Heidelberg researchers uncover function of specific molecular chaperones

Clumped proteins can be dissolved with the aid of cellular repair systems - a process of critical importance for cell survival especially under conditions of stress. Heidelberg researchers have now decrypted the fundamental mechanism for dissolving protein aggregates that involves specific molecular chaperones. Scientists from the Center for Molecular Biology of Heidelberg University and the German Cancer Research Center cooperated with experts from the Heidelberg Institute for Theoretical Studies on the project. The results of the research appeared in two simultaneously published articles in "Nature Structural & Molecular Biology". 
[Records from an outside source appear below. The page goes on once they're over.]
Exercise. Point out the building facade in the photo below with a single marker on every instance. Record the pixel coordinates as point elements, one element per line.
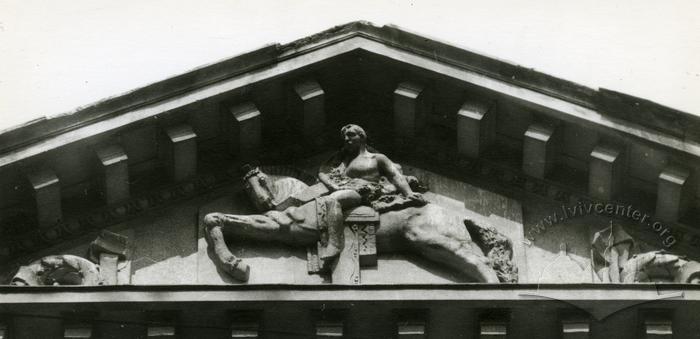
<point>548,209</point>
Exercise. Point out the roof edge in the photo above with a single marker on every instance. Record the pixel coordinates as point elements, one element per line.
<point>620,105</point>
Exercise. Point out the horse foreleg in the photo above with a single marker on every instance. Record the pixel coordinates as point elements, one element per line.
<point>223,258</point>
<point>454,253</point>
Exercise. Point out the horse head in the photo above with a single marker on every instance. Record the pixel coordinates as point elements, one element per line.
<point>259,188</point>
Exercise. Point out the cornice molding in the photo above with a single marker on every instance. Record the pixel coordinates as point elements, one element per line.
<point>651,122</point>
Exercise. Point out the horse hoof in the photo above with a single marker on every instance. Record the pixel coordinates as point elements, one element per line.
<point>239,270</point>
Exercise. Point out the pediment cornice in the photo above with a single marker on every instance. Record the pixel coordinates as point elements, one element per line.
<point>633,116</point>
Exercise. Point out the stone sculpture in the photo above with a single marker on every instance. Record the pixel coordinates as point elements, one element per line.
<point>615,261</point>
<point>66,269</point>
<point>58,270</point>
<point>296,214</point>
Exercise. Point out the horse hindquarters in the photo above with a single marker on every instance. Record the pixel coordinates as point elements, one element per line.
<point>423,236</point>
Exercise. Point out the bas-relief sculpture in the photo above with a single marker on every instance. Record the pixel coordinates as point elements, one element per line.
<point>67,269</point>
<point>617,259</point>
<point>357,176</point>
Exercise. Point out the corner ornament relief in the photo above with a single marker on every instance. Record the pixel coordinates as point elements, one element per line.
<point>358,181</point>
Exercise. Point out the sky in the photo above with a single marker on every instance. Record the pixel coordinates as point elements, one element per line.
<point>56,56</point>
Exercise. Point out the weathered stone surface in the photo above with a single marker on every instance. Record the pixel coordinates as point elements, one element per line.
<point>181,151</point>
<point>346,270</point>
<point>47,193</point>
<point>115,172</point>
<point>475,127</point>
<point>604,173</point>
<point>312,115</point>
<point>408,115</point>
<point>538,150</point>
<point>672,195</point>
<point>108,268</point>
<point>244,128</point>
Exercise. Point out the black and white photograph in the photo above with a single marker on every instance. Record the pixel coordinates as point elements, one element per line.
<point>349,169</point>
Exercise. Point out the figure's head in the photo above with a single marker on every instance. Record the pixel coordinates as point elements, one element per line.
<point>353,136</point>
<point>259,188</point>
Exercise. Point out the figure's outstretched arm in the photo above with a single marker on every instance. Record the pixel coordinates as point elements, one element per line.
<point>325,170</point>
<point>388,169</point>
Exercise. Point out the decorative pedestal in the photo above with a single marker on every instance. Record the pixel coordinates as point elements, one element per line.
<point>181,152</point>
<point>47,193</point>
<point>115,173</point>
<point>359,250</point>
<point>244,129</point>
<point>311,115</point>
<point>538,150</point>
<point>604,173</point>
<point>475,128</point>
<point>671,197</point>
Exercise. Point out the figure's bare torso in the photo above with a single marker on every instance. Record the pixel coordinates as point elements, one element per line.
<point>364,166</point>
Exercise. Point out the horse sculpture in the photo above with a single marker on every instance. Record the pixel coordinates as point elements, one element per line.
<point>430,231</point>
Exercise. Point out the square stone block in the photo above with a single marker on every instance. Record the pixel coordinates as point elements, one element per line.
<point>672,198</point>
<point>181,151</point>
<point>538,150</point>
<point>115,173</point>
<point>475,128</point>
<point>244,129</point>
<point>312,118</point>
<point>408,117</point>
<point>47,193</point>
<point>604,173</point>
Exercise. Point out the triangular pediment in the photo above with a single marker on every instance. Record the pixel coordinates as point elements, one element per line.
<point>148,164</point>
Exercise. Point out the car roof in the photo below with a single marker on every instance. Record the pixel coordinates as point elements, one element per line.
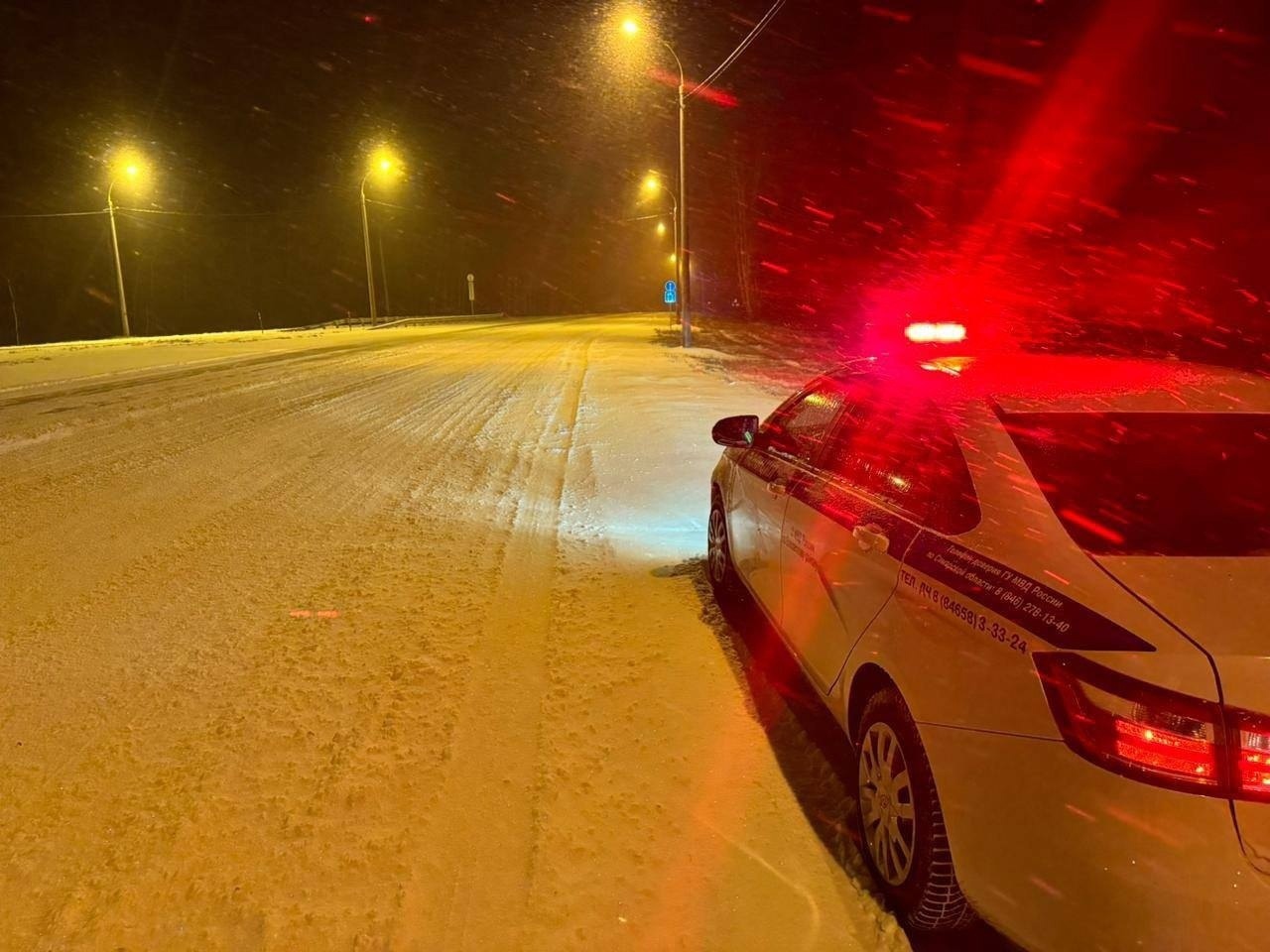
<point>1023,382</point>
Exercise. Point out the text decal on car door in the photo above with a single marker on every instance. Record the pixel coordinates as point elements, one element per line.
<point>1024,601</point>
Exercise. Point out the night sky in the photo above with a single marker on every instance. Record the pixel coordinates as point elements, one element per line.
<point>1096,171</point>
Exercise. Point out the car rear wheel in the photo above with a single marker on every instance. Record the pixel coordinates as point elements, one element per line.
<point>906,846</point>
<point>722,576</point>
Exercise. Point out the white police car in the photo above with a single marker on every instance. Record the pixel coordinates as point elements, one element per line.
<point>1035,592</point>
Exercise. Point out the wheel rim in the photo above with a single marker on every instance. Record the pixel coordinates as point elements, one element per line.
<point>717,551</point>
<point>887,803</point>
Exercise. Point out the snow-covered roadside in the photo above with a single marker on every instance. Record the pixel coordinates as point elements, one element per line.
<point>400,647</point>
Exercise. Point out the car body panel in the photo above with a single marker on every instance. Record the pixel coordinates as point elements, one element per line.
<point>1057,852</point>
<point>758,515</point>
<point>1066,857</point>
<point>834,583</point>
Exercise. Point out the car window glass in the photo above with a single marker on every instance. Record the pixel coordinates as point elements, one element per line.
<point>906,453</point>
<point>801,428</point>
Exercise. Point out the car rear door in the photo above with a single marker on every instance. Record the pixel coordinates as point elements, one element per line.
<point>784,448</point>
<point>848,525</point>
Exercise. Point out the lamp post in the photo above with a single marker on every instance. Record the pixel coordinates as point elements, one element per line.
<point>382,163</point>
<point>684,262</point>
<point>127,167</point>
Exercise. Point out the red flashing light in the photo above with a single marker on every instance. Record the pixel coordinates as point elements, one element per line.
<point>1252,753</point>
<point>925,333</point>
<point>1156,735</point>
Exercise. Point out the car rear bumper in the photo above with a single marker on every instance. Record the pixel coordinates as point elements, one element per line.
<point>1066,857</point>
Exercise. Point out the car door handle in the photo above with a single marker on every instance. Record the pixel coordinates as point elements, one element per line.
<point>870,538</point>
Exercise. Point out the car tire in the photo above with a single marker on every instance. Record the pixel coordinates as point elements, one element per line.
<point>899,810</point>
<point>719,567</point>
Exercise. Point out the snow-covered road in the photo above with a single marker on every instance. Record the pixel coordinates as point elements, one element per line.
<point>394,640</point>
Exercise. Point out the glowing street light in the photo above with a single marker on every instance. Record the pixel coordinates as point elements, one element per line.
<point>130,167</point>
<point>631,28</point>
<point>382,164</point>
<point>652,184</point>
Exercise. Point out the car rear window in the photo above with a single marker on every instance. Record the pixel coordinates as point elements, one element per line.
<point>1169,484</point>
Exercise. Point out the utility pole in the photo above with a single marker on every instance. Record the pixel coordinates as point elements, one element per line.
<point>13,304</point>
<point>118,264</point>
<point>683,259</point>
<point>366,240</point>
<point>384,275</point>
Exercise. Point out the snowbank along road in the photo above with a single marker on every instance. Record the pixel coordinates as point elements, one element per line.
<point>394,640</point>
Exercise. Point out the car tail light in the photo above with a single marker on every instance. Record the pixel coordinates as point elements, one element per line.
<point>1153,734</point>
<point>926,333</point>
<point>1251,753</point>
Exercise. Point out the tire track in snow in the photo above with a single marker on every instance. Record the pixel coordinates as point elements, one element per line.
<point>483,823</point>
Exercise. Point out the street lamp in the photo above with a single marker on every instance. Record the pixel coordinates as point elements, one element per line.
<point>653,185</point>
<point>130,167</point>
<point>631,28</point>
<point>382,164</point>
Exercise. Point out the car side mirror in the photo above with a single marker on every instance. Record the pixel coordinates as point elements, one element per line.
<point>735,431</point>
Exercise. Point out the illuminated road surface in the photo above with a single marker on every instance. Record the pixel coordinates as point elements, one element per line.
<point>391,640</point>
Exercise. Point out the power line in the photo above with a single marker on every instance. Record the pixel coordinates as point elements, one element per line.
<point>740,49</point>
<point>56,214</point>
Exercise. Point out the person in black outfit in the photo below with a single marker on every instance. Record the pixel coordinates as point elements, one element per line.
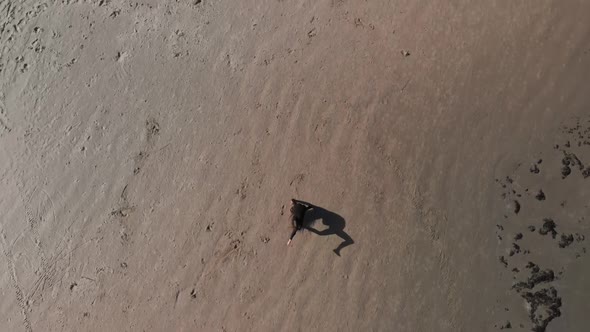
<point>298,209</point>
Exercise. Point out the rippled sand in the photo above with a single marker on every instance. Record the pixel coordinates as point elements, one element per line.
<point>149,149</point>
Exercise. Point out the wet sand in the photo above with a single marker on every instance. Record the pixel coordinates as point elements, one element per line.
<point>149,150</point>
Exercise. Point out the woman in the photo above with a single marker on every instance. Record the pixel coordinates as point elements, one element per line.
<point>298,209</point>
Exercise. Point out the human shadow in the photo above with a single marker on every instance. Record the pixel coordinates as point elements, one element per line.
<point>333,221</point>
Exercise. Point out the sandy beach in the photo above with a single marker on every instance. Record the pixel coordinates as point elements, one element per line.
<point>149,150</point>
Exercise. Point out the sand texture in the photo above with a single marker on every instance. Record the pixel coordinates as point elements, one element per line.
<point>149,150</point>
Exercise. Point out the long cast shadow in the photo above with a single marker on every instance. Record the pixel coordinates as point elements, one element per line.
<point>333,221</point>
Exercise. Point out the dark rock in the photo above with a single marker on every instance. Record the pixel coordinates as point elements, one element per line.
<point>566,240</point>
<point>544,306</point>
<point>565,171</point>
<point>503,261</point>
<point>537,277</point>
<point>516,207</point>
<point>571,159</point>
Proteins consist of long chains of successive amino acids and perform vital functions in every cell. To function, every amino acid chain must first assume a specific three-dimensional structure - it has to fold itself. A change in growth conditions, such as an increase in ambient temperature, can cause proteins to lose their structure and unfold. Unfolded protein chains run the risk of clumping, forming protein aggregates. "If such aggregates form, the proteins cannot function, which can lead to cell death, which we see in neurodegenerative diseases such as Alzheimer's and Parkinson's, and even in ageing processes", explains Prof. Dr. Bernd Bukau, Director of the Center for Molecular Biology of Heidelberg University (ZMBH), who is also a researcher at the German Cancer Research Center (DKFZ).

But clumping does not necessarily mean the end of a protein's life cycle. "Cells have repair systems for damaged proteins, so-called molecular chaperones, that can dissolve even aggregated proteins and refold them", clarifies Dr. Axel Mogk, also a member of the ZMBH and DKFZ. The repair is carried out by a cooperating team of two chaperones, called Hsp70 and Hsp100. The Heidelberg researchers were able to demonstrate that the activity of the Hsp100 chaperone is regulated by a built-in molecular switch.

This switch is first positioned to curtail energy consumption, i.e. ATP hydrolysis, and thereby the activity of the Hsp100 chaperone. The cooperating Hsp70 protein changes the position of the switch and activates Hsp100 directly at the protein aggregate. In this state, the "motor" of the ring-shaped Hsp100 protein runs at full speed, reaches top performance and is able to extract individual chains from the aggregate. Afterwards, the extracted, unfolded protein can start the folding process over. The results of the Heidelberg research also show that the built-in switch's control of Hsp100 activity is of vital importance for this complicated protein machine, because the loss of regulation in hyperactive, i.e. permanently activated, Hsp100 protein variants leads to cell death.